Young, re-growing forests store more carbon dioxide than tropical ones: study
19 Feb 2019, 00:07 ( 1 Month ago)
A study has shown that more than half of the carbon reservoir in the world's forests is in those where tress are relatively young or under 140 years old rather than in tropical rainforests.
Those trees tend to regrow on land previously used for agriculture and it is their young age that is one of the main drivers of the carbon uptake, according to the study published on Monday in the journal Proceedings of the National Academy of Sciences.
It came after a NASA satellite data-based study last week showing that China's ambitious tree-planting programs and intensive agriculture contributed at least 25 percent of the foliage expansion since the new century.

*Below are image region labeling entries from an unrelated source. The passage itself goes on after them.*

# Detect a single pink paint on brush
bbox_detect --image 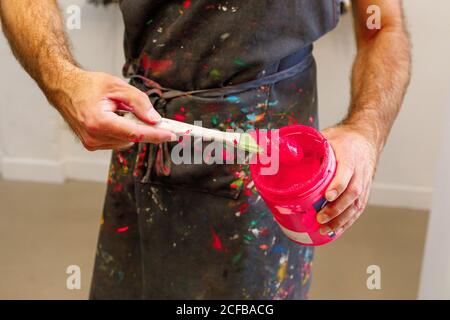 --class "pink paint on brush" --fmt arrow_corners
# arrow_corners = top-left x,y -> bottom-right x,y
250,125 -> 337,246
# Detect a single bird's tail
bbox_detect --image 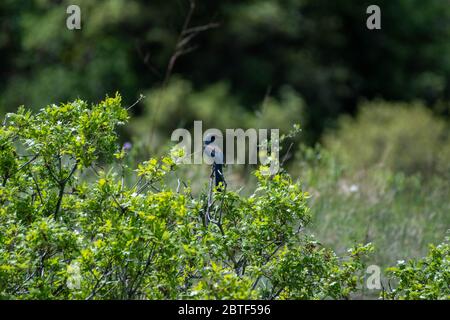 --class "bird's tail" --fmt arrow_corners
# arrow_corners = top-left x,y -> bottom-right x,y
214,163 -> 225,191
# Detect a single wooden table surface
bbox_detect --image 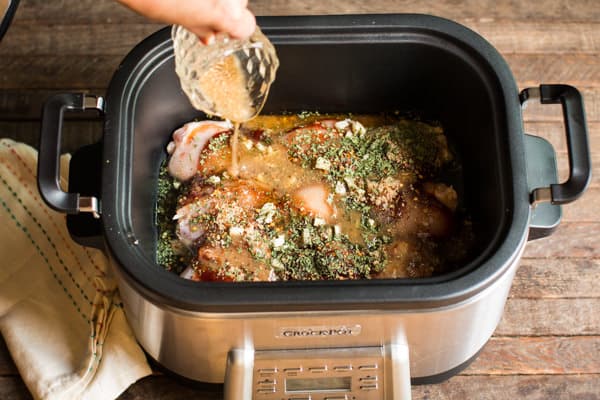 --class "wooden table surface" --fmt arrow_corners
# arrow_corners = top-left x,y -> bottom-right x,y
0,0 -> 600,400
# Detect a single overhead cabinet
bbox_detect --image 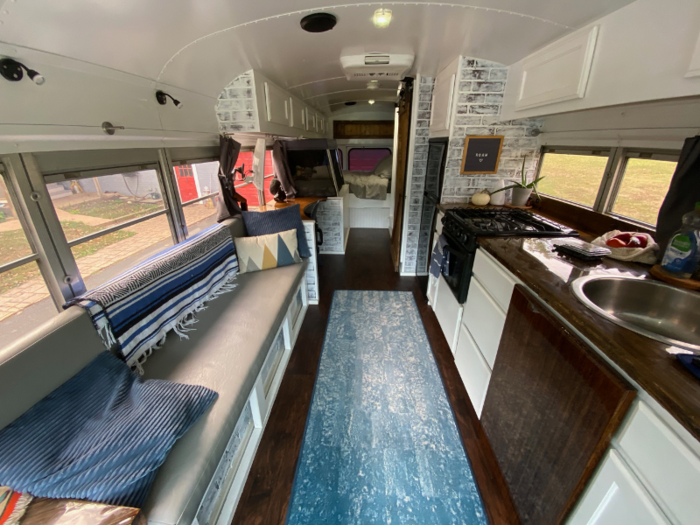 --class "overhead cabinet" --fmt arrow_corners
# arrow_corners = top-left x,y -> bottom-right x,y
230,71 -> 327,138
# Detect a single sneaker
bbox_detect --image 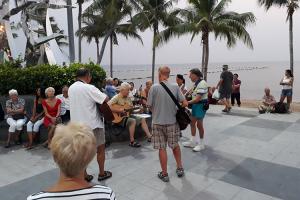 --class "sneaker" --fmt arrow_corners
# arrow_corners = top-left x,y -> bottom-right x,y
157,172 -> 170,182
182,140 -> 196,148
193,144 -> 205,152
176,168 -> 184,177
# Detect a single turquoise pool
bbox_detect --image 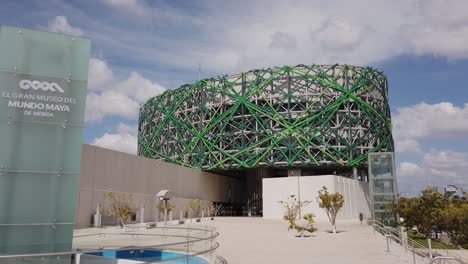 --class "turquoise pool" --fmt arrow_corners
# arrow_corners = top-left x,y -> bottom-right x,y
86,250 -> 208,264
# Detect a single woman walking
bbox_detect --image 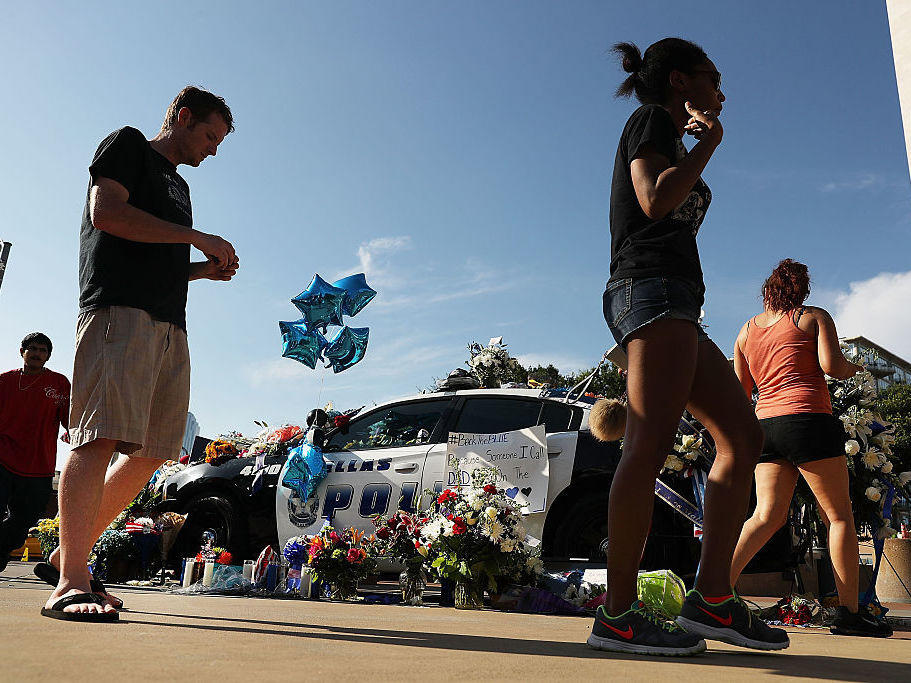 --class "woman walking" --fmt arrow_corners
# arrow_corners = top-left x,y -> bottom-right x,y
731,259 -> 892,636
588,38 -> 789,655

Forests are widely recognized as an ecosystem capable of capturing and storing large amounts of carbon dioxide, but the dense tropical forests have been assumed to be play major role in soaking up the greenhouse gases.
Researchers at the University of Birmingham analyzed the global biosphere using a new combination of data and computer modeling and found that the new forests sucked up large amounts of carbon not only due to fertilization effects but also due to their younger age.
The age effect accounted for around one-fourth of the total carbon dioxide absorbed by forests, according to the study.
Also, the age-caused carbon uptake was primarily situated not in the tropics, but in the middle and high latitude forests. Therefore, the large-scale reforestation programs in China are making a major contribution to this carbon sink.
"It's important to get a clear sense of where and why this carbon uptake is happening, because this helps us to make targeted and informed decisions about forest management," said Tom Pugh with the Birmingham Institute of Forest Research.